Evaluating Investment Risk and
Over-Allocation to Emerging Markets
By: Kevin Dombrowski
Past performance is not an indication, predication or guarantee of future results.
Weekly Update
The week was relatively quiet, with a steady decline early in the week giving way to a strong showing in the market on Friday. Recently the same three concerns have plagued markets: trade-wars, inflation, and qualms that corporate earnings have peaked. The Fed on Wednesday held interest rates unchanged at the close of its meeting but acknowledged accelerating inflation and strong hiring. US Stocks dipped as a result. 

First-quarter earnings season is shaping up to be a strong one. More than half of companies in the S&P 500 have reported results and about 80% of those topped analyst expectations. Yet, this hasn’t done much to lift stock prices as the S&P 500 is essentially flat this year. This is likely because the market already built these earnings into stock prices (investors essentially paid in advance for this). 

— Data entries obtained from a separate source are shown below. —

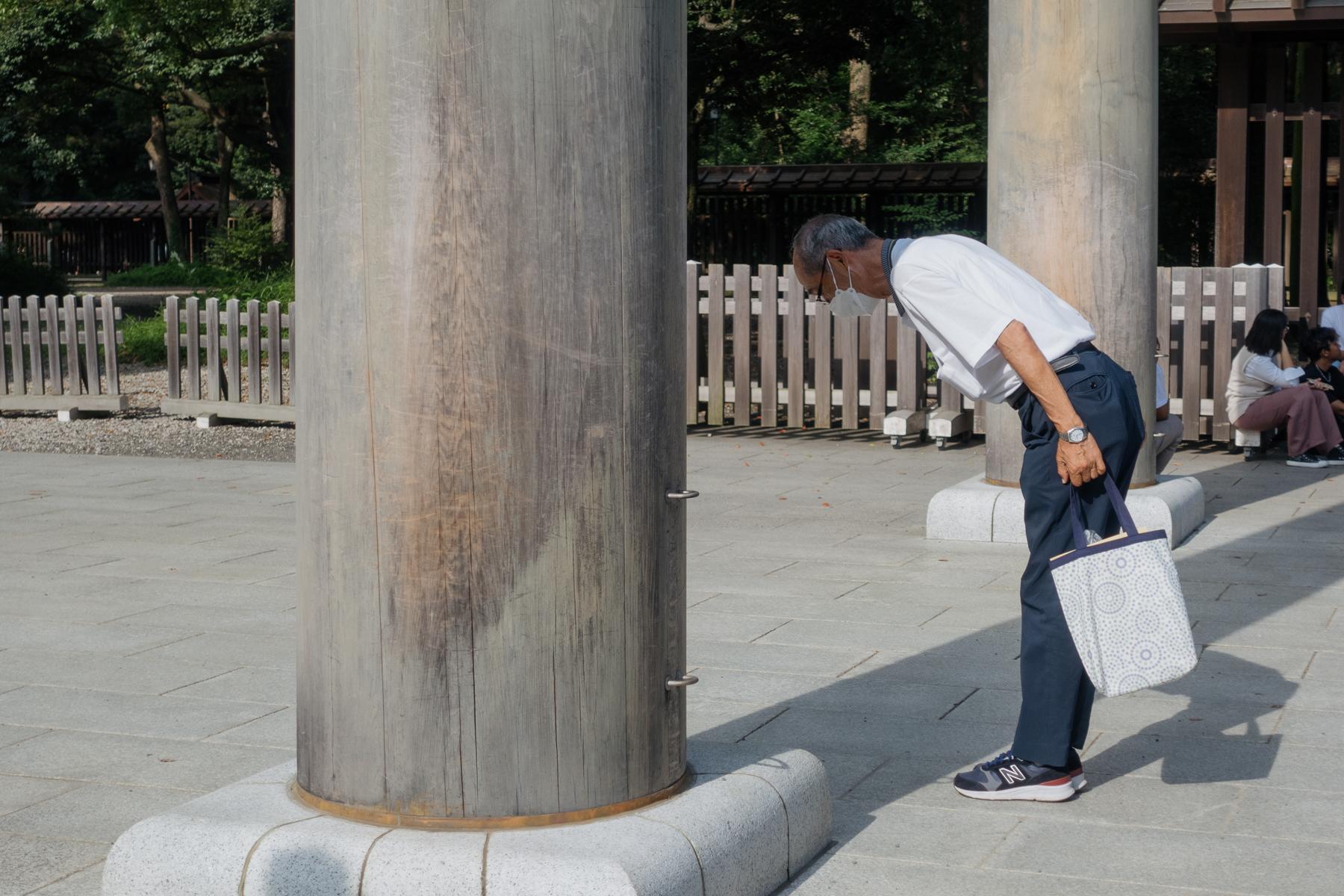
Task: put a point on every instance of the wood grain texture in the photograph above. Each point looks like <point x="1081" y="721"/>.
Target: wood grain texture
<point x="1191" y="382"/>
<point x="796" y="334"/>
<point x="1230" y="206"/>
<point x="1222" y="349"/>
<point x="213" y="361"/>
<point x="172" y="343"/>
<point x="692" y="347"/>
<point x="109" y="346"/>
<point x="72" y="344"/>
<point x="768" y="339"/>
<point x="1073" y="178"/>
<point x="275" y="368"/>
<point x="4" y="351"/>
<point x="878" y="368"/>
<point x="233" y="324"/>
<point x="253" y="352"/>
<point x="1310" y="279"/>
<point x="742" y="344"/>
<point x="491" y="578"/>
<point x="53" y="339"/>
<point x="821" y="328"/>
<point x="1164" y="326"/>
<point x="1273" y="205"/>
<point x="714" y="417"/>
<point x="194" y="348"/>
<point x="87" y="311"/>
<point x="38" y="376"/>
<point x="16" y="346"/>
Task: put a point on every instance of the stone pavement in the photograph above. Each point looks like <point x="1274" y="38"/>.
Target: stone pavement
<point x="147" y="648"/>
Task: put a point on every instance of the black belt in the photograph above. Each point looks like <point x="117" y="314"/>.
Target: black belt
<point x="1061" y="364"/>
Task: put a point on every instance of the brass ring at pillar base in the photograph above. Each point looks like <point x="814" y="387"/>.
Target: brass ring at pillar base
<point x="383" y="818"/>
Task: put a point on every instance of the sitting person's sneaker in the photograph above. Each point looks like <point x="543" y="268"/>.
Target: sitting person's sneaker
<point x="1307" y="460"/>
<point x="1007" y="777"/>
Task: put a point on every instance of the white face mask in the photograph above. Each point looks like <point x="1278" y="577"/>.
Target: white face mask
<point x="848" y="301"/>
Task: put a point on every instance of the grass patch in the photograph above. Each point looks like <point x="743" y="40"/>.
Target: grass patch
<point x="144" y="340"/>
<point x="213" y="282"/>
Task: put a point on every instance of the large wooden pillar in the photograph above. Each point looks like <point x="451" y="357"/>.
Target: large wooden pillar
<point x="1233" y="122"/>
<point x="491" y="252"/>
<point x="1073" y="176"/>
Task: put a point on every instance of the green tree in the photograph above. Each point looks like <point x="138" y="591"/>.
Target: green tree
<point x="228" y="60"/>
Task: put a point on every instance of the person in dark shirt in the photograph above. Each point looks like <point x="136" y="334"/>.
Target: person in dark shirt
<point x="1320" y="349"/>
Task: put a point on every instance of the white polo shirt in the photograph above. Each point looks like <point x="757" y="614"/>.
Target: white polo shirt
<point x="961" y="294"/>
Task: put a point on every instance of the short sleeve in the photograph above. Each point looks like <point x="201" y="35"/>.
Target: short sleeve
<point x="969" y="324"/>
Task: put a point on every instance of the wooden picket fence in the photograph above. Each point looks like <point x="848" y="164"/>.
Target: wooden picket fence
<point x="806" y="370"/>
<point x="208" y="348"/>
<point x="50" y="355"/>
<point x="1223" y="301"/>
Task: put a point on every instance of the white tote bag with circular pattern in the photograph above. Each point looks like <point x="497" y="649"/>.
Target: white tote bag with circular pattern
<point x="1122" y="601"/>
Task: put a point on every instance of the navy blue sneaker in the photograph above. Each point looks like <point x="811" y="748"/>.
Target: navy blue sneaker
<point x="1007" y="777"/>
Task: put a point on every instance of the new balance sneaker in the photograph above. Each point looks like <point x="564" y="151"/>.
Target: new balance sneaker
<point x="1007" y="777"/>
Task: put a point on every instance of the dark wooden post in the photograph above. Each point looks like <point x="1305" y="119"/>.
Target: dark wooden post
<point x="1339" y="207"/>
<point x="1230" y="215"/>
<point x="491" y="255"/>
<point x="1275" y="62"/>
<point x="1313" y="181"/>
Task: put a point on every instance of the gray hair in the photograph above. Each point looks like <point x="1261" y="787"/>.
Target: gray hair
<point x="824" y="233"/>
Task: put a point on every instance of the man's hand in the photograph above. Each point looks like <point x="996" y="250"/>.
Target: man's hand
<point x="1078" y="464"/>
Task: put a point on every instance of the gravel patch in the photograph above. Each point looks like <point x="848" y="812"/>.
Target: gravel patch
<point x="144" y="432"/>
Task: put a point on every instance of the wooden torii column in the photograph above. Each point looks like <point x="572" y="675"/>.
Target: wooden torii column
<point x="1073" y="178"/>
<point x="491" y="253"/>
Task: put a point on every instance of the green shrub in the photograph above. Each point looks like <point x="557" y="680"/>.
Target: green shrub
<point x="20" y="277"/>
<point x="246" y="247"/>
<point x="174" y="274"/>
<point x="144" y="340"/>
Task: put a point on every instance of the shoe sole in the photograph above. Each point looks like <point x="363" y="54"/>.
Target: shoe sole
<point x="1035" y="793"/>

One Person’s Risk is Another’s Opportunity
When thinking about investments, we tend to think about them in terms of performance and risk. However, what is risk? Largely, in the investment industry, professionals use return volatility to explain risk. In other words, how consistent are the monthly or quarterly returns for a particular investment or asset class. A “high-risk” portfolio often is characterized with more stocks, fewer bonds, higher expected returns, and higher volatility. A “low-risk” portfolio is characterized as the opposite. But is this always true? Yes, treasury bonds have never had anything like the S&P 500’s 20% one-day loss in October 1987 – but bonds aren’t always a safe bet either. History shows that government bonds (typically considered to be a safe and low-risk investment) “ have had losses almost as deep as stocks, and losses that lasted much longer.  

On the other end, it is possible for bonds to perform extraordinarily well over long time frames. From August 1987, an investor that bought a 30-year Treasury Bond and rolled over into each new issue would have been ahead of stocks 25 years later in 2012. 
Rather than attempting to select the right investments at the right time, one way to mitigate risk is to diversify your assets in a way that brings down your overall volatility while considering your goals and appetite for risk. Specifically, aim for an allocation with investments that tend to behave differently from one another, ultimately in a complimentary fashion. Additionally, if you invest in just one company or bond, you expose yourself to tremendous risk.  If you properly diversify across companies and bonds or other types of investments, you will bring down your company-specific risk significantly.
Important Information: Diversification does not guarantee a profit or eliminate the risk of loss.

Emerging Markets May Falter
With rising interest rates, uncertainty related to global growth, and an overall rising dollar, emerging market investments, often characterized as an area of higher risk, are even more so as of late. Emerging markets are often defined as national economies that are advancing toward becoming a developed country.

Emerging market’s total dollar-denominated debt has grown to a record $6.32 trillion. With the rising cost of servicing dollar-denominated debt, we may see a slide of emerging market debt ratings. In fact, on Tuesday S&P cut Turkey’s sovereign-debt rating further into junk status. Additionally, currency weakness for emerging markets could send their inflation higher, as these countries will have to spend more of their currency to pay off the same amount of U.S. dollar denominated debt.

With rising U.S. rates, we will likely see a continued trend of investors taking their money out of emerging market assets to invest in safer investments like U.S. Treasuries. 
Now is a good time to evaluate if your portfolio is overallocated to emerging markets.